SCIENZA E RICERCA

L'editoriale. La soglia di non ritorno e la politica

Nella classe qui riprodotta al museo dell’Educazione dell’università di Padova già all’epoca si parlava di scienza, della vita degli insetti, del funzionamento degli ecosistemi. E di questo vi parlo oggi: di ecosistemi e ambiente.

Lo faccio contravvenendo a una regola: nel campo della comunicazione del riscaldamento climatico ci diciamo che non dobbiamo dare solo informazioni catastrofiste e brutte notizie. Ma quando ci sono, non possiamo fare finta di nulla. Attorno alla metà di settembre, Science ha pubblicato un articolo che ha fatto molto scalpore nel settore (ne abbiamo parlato qui), passando quasi sotto silenzio nei media. Si fa un aggiornamento sui modelli climatici, ricordando come si sia arrivati a un 1,1 gradi di riscaldamento medio rispetto all’era pre-industriale. E arriva la conferma: se le politiche rimarranno le stesse di oggi, non solo supereremo la soglia di 1,5 gradi, ma andremo oltre ai 2 gradi. Gli studiosi spiegano che, raggiunti gli 1,5 gradi, andremo con grande probabilità incontro ai tipping points, cioè i punti di non ritorno. Sono dei momenti di particolare instabilità, di accelerazione del processo, dovuti a diversi effetti. Una sorta di “rotolamento” che si alimenta da solo. Gli studiosi analizzano questi punti in diversi campi: nei ghiacci polari, nelle correnti oceaniche, nel permafrost, nelle foreste boreali ecc.

Il messaggio tra le righe è questo: rispettare gli accordi di Parigi ormai è molto difficile, se non impossibile ma possiamo fare ancora molto per evitare di raggiungere i due gradi di riscaldamento globale.
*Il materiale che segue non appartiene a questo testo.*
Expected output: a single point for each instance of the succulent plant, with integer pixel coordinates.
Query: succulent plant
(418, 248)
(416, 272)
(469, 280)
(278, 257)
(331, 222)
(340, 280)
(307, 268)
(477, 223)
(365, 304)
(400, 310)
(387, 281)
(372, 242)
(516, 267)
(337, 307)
A fronte di queste notizie, trovo incredibile come la politica non ascolti quello che sta accadendo. In uno scenario così difficile, con una guerra, instabilità molto grave, anche nei prezzi. Non sarà facile che le grandi potenze nei prossimi anni si trovino a un tavolo per discutere di cambiamento climatico.

Rileggendo questo articolo, anche alla luce delle elezioni politiche in Italia – ma non solo – l’unico movimento politico che aveva messo nel proprio nome questo tema, ha preso poco più del 3%. Mi chiedo allora: questo che dovrebbe essere l’argomento principe di discussione nei prossimi anni ha avuto così poco riscontro, mentre i diretti interessati hanno addirittura festeggiato per il risultato raggiunto. Invece è un disastro: è disastroso che solo il 3% degli italiani abbia deciso di trasformare questa emergenza in una scelta politica.

Direi allora che è il caso di festeggiare di meno e farei una riflessione: l’ambientalismo del futuro non può essere una pattuglia di parlamentari, non può essere una conventicola. Ma deve essere qualcosa di più grande, nel tempo e nello spazio: un movimento trasversale, popolare e pragmatico che ci racconti come possiamo co-evolvere in modo positivo. Questo sarebbe un salto di qualità che potremmo fare almeno nel dibattito ambientalista.